论文标题
贝叶斯软演奏者 - 批评:基于定向的无环策略图,基于深度强化学习
Bayesian Soft Actor-Critic: A Directed Acyclic Strategy Graph Based Deep Reinforcement Learning
论文作者
论文摘要
采用合理的策略是具有挑战性的,但对于智能代理人的智能代理人至关重要,其资源有限,在危险,非结构化和动态环境中工作,以改善系统的效用,降低整体成本并提高任务成功概率。本文提出了一种基于贝叶斯链接的新型定向无环策略图形分解方法,将复杂的政策分离为几个简单的亚事业,并将其作为贝叶斯战略网络(BSN)组织。我们将这种方法整合到最先进的DRL方法中 - 软演员 - 批评者(SAC),并通过组织几个亚波主义作为联合政策来构建相应的贝叶斯软演奏者(BSAC)模型。我们将我们的方法与OpenAI健身房环境中标准连续控制基准测试的最先进的深钢筋学习算法进行了比较。结果表明,BSAC方法的有希望的潜力可显着提高训练效率。

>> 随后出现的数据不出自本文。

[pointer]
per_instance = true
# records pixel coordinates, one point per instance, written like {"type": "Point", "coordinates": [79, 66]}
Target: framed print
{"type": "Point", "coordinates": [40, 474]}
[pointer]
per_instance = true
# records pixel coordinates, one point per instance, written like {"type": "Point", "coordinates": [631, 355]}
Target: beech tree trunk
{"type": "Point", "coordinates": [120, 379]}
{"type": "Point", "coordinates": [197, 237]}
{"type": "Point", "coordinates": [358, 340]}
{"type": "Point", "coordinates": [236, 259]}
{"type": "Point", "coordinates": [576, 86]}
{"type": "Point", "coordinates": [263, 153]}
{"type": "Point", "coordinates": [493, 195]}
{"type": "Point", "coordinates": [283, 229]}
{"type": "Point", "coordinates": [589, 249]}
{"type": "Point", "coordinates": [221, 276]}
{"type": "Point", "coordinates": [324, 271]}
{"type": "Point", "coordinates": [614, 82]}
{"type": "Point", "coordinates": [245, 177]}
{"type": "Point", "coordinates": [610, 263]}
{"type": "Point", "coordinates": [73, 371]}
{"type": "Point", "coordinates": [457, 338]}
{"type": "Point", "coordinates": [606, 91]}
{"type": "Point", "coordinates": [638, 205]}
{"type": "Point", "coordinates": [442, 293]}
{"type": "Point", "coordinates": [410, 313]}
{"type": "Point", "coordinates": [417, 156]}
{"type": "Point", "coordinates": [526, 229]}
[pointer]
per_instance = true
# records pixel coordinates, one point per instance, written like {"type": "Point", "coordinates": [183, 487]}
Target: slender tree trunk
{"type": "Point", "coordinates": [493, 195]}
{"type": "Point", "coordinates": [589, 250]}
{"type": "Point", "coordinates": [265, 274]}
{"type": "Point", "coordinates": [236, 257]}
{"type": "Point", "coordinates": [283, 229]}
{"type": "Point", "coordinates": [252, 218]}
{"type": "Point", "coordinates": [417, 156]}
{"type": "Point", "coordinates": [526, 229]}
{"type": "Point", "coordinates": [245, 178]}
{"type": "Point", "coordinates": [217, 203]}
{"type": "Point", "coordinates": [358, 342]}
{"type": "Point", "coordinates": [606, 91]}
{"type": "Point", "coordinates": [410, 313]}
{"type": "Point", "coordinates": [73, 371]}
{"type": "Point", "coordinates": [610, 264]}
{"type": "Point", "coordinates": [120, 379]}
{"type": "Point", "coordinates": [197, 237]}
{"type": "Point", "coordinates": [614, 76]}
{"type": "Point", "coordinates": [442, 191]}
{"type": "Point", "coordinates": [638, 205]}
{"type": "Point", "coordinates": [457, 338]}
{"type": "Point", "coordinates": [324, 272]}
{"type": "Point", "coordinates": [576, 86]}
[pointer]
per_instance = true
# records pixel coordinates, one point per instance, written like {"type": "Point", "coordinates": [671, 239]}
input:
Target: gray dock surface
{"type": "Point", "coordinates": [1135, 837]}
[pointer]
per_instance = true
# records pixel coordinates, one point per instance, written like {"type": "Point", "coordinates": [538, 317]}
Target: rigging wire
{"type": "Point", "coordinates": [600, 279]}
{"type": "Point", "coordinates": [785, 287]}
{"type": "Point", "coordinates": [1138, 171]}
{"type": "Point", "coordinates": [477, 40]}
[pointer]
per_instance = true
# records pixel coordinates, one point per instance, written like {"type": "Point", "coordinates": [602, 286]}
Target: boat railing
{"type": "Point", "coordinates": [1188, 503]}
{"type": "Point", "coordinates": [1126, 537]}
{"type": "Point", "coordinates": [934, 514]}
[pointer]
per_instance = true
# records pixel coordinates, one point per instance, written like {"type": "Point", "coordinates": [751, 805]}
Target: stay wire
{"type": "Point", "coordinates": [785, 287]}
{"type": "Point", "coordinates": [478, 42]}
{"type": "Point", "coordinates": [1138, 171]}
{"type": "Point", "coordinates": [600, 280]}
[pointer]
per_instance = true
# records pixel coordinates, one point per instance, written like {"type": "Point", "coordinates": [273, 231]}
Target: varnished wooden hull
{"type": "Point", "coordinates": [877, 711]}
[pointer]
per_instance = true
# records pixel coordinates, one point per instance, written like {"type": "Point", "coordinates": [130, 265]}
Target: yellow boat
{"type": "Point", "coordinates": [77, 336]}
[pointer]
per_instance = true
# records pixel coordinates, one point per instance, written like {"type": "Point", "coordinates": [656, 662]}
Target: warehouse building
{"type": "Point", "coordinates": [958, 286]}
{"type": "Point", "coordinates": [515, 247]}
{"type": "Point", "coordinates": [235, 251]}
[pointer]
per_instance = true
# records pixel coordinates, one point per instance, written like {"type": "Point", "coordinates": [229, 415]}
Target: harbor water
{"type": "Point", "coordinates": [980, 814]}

Adopting reasonable strategies is challenging but crucial for an intelligent agent with limited resources working in hazardous, unstructured, and dynamic environments to improve the system's utility, decrease the overall cost, and increase mission success probability. This paper proposes a novel directed acyclic strategy graph decomposition approach based on Bayesian chaining to separate an intricate policy into several simple sub-policies and organize their relationships as Bayesian strategy networks (BSN). We integrate this approach into the state-of-the-art DRL method -- soft actor-critic (SAC), and build the corresponding Bayesian soft actor-critic (BSAC) model by organizing several sub-policies as a joint policy. We compare our method against the state-of-the-art deep reinforcement learning algorithms on the standard continuous control benchmarks in the OpenAI Gym environment. The results demonstrate that the promising potential of the BSAC method significantly improves training efficiency.